This is a sidebar to a feature package I wrote for Sunday’s Monitor about winter solstice celebration at America’s Stonehenge – I thought it would be the piece of most interest to GraniteGeek readers:
Fans of America’s Stonehenge will tell you that the site predates Europeans by hundreds, maybe thousands of years, but unfortunately there’s no evidence to back them up.
It would be cool to think the chambers and “sacrifice stone” and other structures were assembled by Phoenecians or Vikings or Celts, as various folks have suggested, but over the years I’ve talked to a couple of archaeologists who have studied the site and say that everything is consistent with structures, created by Colonial and American farmers all over New England, such as cold cellars and quarry sites.
The biggest difficulty with understanding the site’s history is that in the 1930s, then-owner William Goodwin became convinced it had been home to Irish monks before Columbus arrived and moved some rocks, maybe lots of rocks, to reflect his belief.
Goodwin opened the place to visitors and called it Mystery Hill. The name was changed to America’s Stonehenge in 1982 by later owners, although there’s no connection to Stonehenge in England. (A “henge” is a large circular earthen structure of the sort built by many neolithic peoples; the Salem site doesn’t really have one, either of earth or stone.)
The best argument in favor of the pre-Columbus hypothesis at America’s Stonehenge came from the late Barry Fell, a marine biologist from Harvard University who claimed that markings on some rocks at the site are inscriptions written in ancient scripts.

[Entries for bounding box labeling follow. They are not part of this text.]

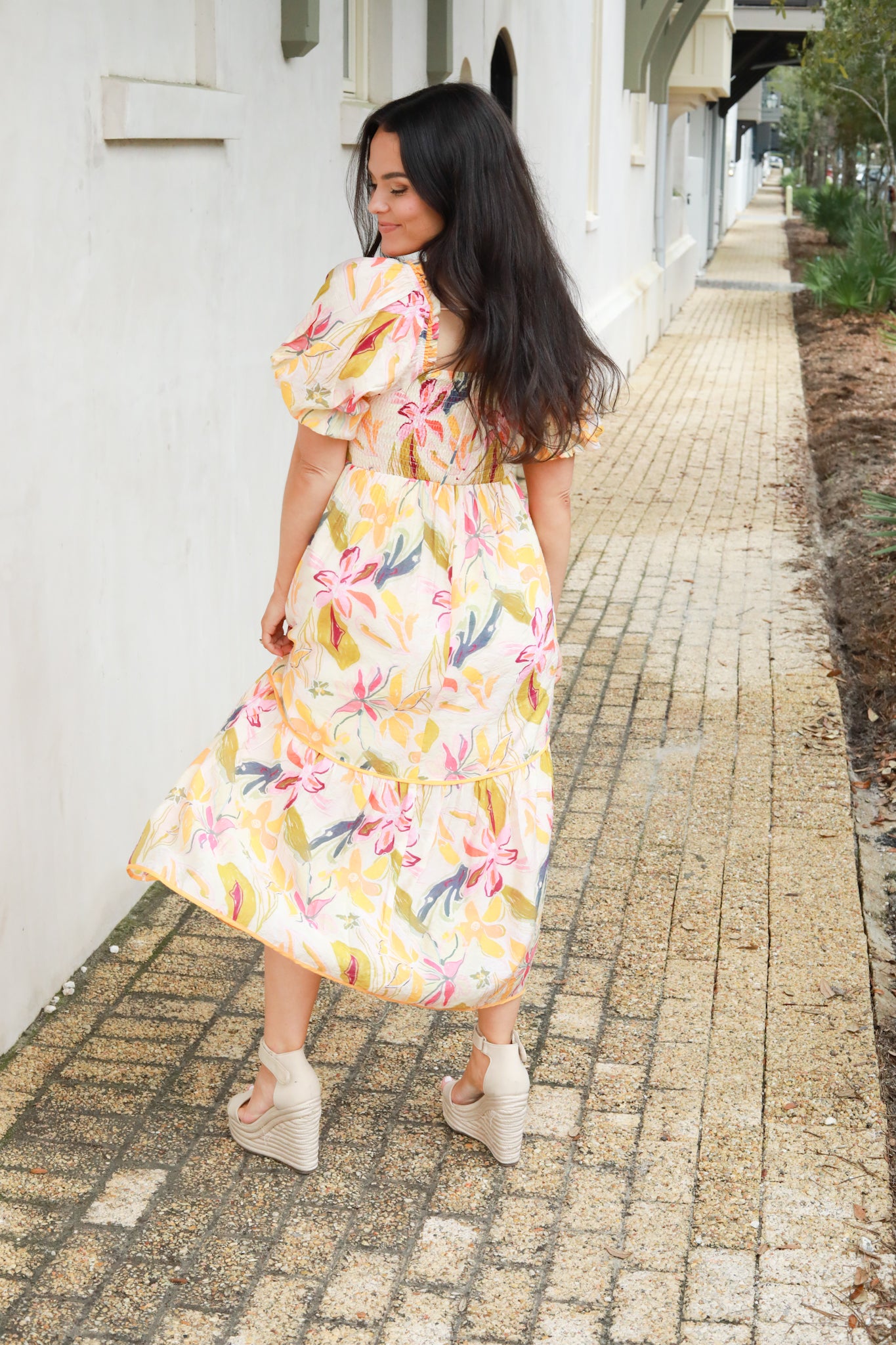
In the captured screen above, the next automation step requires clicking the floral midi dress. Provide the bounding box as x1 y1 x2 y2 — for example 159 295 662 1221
127 258 599 1009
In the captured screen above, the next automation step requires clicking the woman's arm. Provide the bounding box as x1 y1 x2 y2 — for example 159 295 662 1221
523 457 575 608
262 425 348 657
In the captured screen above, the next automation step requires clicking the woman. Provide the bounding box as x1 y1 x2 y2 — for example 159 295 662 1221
129 85 618 1172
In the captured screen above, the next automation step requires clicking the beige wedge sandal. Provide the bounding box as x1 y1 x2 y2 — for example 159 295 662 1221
440 1029 529 1164
227 1041 321 1173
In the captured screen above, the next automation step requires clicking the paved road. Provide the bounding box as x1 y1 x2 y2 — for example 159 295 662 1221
0 191 892 1345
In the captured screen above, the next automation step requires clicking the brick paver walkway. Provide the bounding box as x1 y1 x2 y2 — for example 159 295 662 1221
0 181 892 1345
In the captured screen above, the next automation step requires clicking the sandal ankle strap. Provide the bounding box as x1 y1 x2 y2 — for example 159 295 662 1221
258 1038 305 1084
473 1028 529 1065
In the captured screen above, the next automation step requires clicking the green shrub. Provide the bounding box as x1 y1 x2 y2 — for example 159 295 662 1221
803 208 896 313
863 491 896 573
794 187 815 218
801 183 861 248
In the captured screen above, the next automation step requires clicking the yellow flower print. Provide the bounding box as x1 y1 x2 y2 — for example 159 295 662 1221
239 799 282 864
336 850 381 912
458 901 507 958
360 485 398 550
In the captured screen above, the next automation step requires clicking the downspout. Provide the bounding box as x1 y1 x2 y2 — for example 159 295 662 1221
704 105 719 267
653 102 669 335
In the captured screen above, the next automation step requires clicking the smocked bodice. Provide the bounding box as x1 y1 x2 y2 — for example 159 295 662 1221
271 257 601 485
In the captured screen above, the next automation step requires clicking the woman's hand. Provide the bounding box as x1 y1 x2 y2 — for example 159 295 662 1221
262 589 293 659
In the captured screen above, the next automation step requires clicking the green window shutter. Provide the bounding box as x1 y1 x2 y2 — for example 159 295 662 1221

The most damning arguments against the ancient-creation idea are two: The site has no trash such as broken pottery or burial sites or any of the other detritus always found at ancient sites of human habitation (that’s from Kenneth Feder, then a professor at Central Connecticut State University), and it’s not mentioned in the writings of any early European explorers.
Those folks wrote profusely about everything interesting they found in the New World. It’s hard to believe they’d come across the structure as it now exists and not go crazy.
As for that much-cited sacrifice stone, the carved channels that are claimed to have been used to carry away the blood of victims look exactly the same as channels carved in stones at farms all around new England by people who needed to drain away the lye while making soap, or who were pressing apples to make cider.
This news might be a wet blanket but to a certain extent it doesn’t detract from the site’s pleasures. The stones and stone structures, whatever their history, are very interesting to walk around, sit on and crawl inside of, and the surroundings are beautiful. Just don’t get carried away with your archaeological daydreams.
Good Day Sir,
I have to admit, that although I grew up in Rhode Island, I am not to familiar with this subject.
I am somewhat of an historian buff and this material always interests me. One question: (probably asked
a few hundred times), The article mention that the stones were moved – are there any existing depictions
of these stones prior to [ this I feel would help with identification of its origins.
Not really, which is part of the problem.
There are many archeological sites attributed to many cultures far too many resemble ancient Akkadian or as they say Phoenician, These can be translated but so many Eurocentric minded refuse to believe fact. Legends has it the ancients frequented the Americas and after the fall of Al-Andalus and newly captured boat building technology seafaring began after 1492 for the invaders from the East. Check the facts it was Henry the navigator that captured Cueto . Sooner or later the real truth will come out suedo-science has been dominant for so long the distortion grows more and more we must stop this or the future will forever promote untruths
What the archeologists say and what the early settlers did do are not on the same playing field. I’ve been there and seen this and it doesn’t match what the early settlers were doing. They were trying to survive not build a giant hedge to follow the seasons. This site parallels many other sites, but it doesn’t fit into the theory that historians keep trying to ram down our throats. I happen to believe there was travel to this continent even before the Vikings made the trek here.
Check out the books, “Celtic America”, “Bronze Age America”, and America B.C. You’ll find them interesting, our country doesn’t want to stray from the 1492 landing as they see it. It’s just unpopular to investigate “new” ideas to find the truth and possibly rock the boat from what they want us to believe.
I would Like to ask some of these so call archaeologists where these primitives and early settlers got the crane and or jigs to transport these large stones at this sight, and a few others in the New England area. Were there giants in on the Earth in those days???